It’s not a real word, but it is the only word that can sum up this Michigan born lady with raven black hair, a mischievous smile and a constellation of talents that made her a wonder of nature.
- Mother, she corralled and crafted her five youngsters without breaking a sweat
- Grandmother, she knew precisely what each of her dozen plus little ones loved and wanted
- Pastor’s wife, she reveled in Sundays, lived to hear her husband preach and would gladly pack up the house to move cross-country whenever the call came
- Incredible cook, she would throw a feast for 50 at the drop of a hat and was happiest when her house was full of her loved ones stuffing themselves with her carefully created delicacies
- Bookkeeper, she could balance bank books and reconcile corporate accounts with apparent ease
She was an amazing woman. She was my mom.

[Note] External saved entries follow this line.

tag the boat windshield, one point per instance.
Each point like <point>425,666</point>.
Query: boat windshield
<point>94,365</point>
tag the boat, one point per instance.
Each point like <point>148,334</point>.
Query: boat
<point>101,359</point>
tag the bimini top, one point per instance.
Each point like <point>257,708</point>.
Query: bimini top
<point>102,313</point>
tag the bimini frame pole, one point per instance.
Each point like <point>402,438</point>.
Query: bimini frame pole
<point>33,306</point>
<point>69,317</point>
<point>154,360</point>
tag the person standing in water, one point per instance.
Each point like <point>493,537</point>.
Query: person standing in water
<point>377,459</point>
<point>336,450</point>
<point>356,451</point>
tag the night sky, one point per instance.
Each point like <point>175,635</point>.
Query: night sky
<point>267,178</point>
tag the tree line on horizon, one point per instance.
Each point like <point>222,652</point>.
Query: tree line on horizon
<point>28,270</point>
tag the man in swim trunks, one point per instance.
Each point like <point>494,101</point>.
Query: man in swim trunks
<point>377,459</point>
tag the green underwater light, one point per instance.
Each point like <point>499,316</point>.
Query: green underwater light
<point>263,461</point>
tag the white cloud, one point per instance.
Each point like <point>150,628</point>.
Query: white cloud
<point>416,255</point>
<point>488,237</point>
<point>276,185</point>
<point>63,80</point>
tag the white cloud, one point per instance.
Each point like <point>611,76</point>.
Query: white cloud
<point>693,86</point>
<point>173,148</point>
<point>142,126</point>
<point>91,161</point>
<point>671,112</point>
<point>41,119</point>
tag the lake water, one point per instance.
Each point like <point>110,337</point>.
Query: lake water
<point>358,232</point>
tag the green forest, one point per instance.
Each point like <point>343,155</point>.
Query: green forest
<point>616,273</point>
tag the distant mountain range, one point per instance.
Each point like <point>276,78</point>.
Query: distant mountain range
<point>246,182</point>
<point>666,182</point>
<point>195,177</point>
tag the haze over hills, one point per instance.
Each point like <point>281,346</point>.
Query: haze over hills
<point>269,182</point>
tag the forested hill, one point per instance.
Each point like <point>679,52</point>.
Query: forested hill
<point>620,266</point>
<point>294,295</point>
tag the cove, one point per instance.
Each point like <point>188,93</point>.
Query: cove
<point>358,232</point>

I know it makes her sound like Wonder Woman, but don’t get me wrong. While she was excessively talented, amazingly attentive and incessantly efficient, Mom wasn’t perfect.
But she was close enough.
Some of her flaws were laughable. She was completely tone-deaf in a profoundly musical family. She was a pastor’s wife but loved tawdry soap operas. Cleanliness was not next to godliness…it WAS godliness! She ironed everything, dressed her children up like mannequins for Sunday church and went catatonic if she missed her weekly hair appointment.
Some of her imperfections came from deeper places. She could be austere, distant and closed. She could incite fear with the snap of a finger and was quicker to spank than to spoil. She was sometimes inflexible, often preoccupied, frequently worried and always busy.

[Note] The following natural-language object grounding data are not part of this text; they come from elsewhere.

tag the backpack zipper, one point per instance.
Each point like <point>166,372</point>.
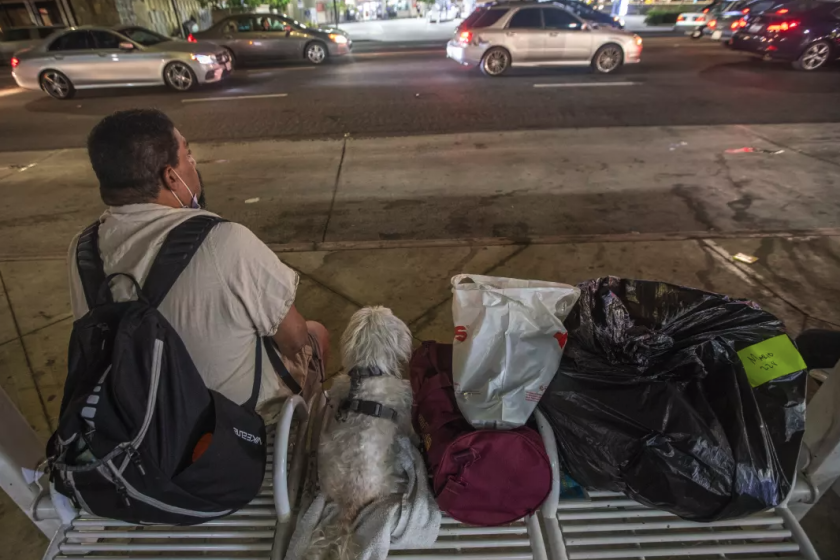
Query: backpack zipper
<point>157,358</point>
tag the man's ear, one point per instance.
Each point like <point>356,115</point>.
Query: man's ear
<point>168,178</point>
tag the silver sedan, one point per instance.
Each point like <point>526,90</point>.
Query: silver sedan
<point>500,35</point>
<point>98,57</point>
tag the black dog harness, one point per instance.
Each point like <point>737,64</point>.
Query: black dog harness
<point>359,406</point>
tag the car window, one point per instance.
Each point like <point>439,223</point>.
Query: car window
<point>44,32</point>
<point>244,25</point>
<point>526,18</point>
<point>559,19</point>
<point>14,35</point>
<point>106,40</point>
<point>483,18</point>
<point>143,36</point>
<point>73,41</point>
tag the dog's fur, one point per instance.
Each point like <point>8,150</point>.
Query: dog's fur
<point>356,457</point>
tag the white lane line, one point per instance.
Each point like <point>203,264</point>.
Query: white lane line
<point>258,70</point>
<point>12,91</point>
<point>588,84</point>
<point>233,97</point>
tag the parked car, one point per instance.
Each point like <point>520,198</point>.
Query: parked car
<point>693,23</point>
<point>17,38</point>
<point>591,15</point>
<point>805,33</point>
<point>99,57</point>
<point>529,33</point>
<point>438,13</point>
<point>737,16</point>
<point>264,37</point>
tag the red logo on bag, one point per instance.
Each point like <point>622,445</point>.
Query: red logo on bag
<point>460,334</point>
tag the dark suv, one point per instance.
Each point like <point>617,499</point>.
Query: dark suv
<point>806,33</point>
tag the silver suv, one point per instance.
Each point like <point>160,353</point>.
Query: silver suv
<point>504,34</point>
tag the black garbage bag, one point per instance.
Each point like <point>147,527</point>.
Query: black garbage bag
<point>652,399</point>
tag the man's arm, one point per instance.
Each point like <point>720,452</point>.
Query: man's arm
<point>291,335</point>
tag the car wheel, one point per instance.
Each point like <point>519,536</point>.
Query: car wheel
<point>315,52</point>
<point>57,85</point>
<point>495,62</point>
<point>815,56</point>
<point>179,76</point>
<point>608,58</point>
<point>232,58</point>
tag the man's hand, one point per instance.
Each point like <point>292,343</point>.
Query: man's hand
<point>291,335</point>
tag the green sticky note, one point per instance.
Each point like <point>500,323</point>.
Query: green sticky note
<point>770,359</point>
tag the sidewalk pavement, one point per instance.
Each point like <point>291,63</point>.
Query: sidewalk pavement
<point>390,221</point>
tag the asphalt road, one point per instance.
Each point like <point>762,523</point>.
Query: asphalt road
<point>414,89</point>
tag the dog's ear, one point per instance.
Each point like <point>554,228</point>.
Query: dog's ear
<point>376,337</point>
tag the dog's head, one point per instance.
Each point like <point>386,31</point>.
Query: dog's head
<point>376,337</point>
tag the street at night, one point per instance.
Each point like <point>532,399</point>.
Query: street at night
<point>685,191</point>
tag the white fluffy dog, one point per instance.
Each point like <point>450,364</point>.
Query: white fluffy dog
<point>356,456</point>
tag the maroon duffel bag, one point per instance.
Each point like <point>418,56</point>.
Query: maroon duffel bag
<point>481,477</point>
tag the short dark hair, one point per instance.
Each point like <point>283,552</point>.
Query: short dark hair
<point>128,151</point>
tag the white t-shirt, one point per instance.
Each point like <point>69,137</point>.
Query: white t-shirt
<point>234,289</point>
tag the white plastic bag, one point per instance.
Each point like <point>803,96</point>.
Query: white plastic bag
<point>509,338</point>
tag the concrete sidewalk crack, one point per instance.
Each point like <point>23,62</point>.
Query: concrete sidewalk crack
<point>26,354</point>
<point>754,278</point>
<point>335,190</point>
<point>418,322</point>
<point>788,147</point>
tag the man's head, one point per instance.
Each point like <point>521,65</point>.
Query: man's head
<point>139,156</point>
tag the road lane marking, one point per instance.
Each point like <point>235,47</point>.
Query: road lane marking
<point>588,84</point>
<point>12,91</point>
<point>233,97</point>
<point>258,70</point>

In reality, she was just a mom–made so by the five little crazies she was trying to keep from destroying the world.
Yet she was so much more than just a mom.
Mother’s Day lends itself to the altered state of selective memory. Gushing with varnished recollections and characterized by retouched mental portraits, the celebrations lose their power because they commemorate an image not a real person.
My thoughts this Mother’s Day are not laced with sappy nostalgia or colored by embellished reminiscences void of her foibles and idiosyncrasies.
I can’t remember her that way because I look in the mirror each day and see so many of her strengths and weaknesses staring back at me.
Edna Jane was a real person–with real flaws, deep needs and strange quirks.
I will not gloss over them because I want to celebrate the real person. I want to revel in her scars and blemishes, not just her gifts and virtues.
Mom wasn’t perfect. But she was close enough.
And in the end, after a twelve years of hand-to-hand combat with the mind-ravaging and personality-sapping despot called Alzheimer’s, there wasn’t much left of this larger than life person.
In those last days when she was wasted away to nothing, diapered and dentureless, staring blankly into space, mute and mindless–she was anything but perfect.
But she was close enough to perfect for me.
I love you Mom…and I miss you every day.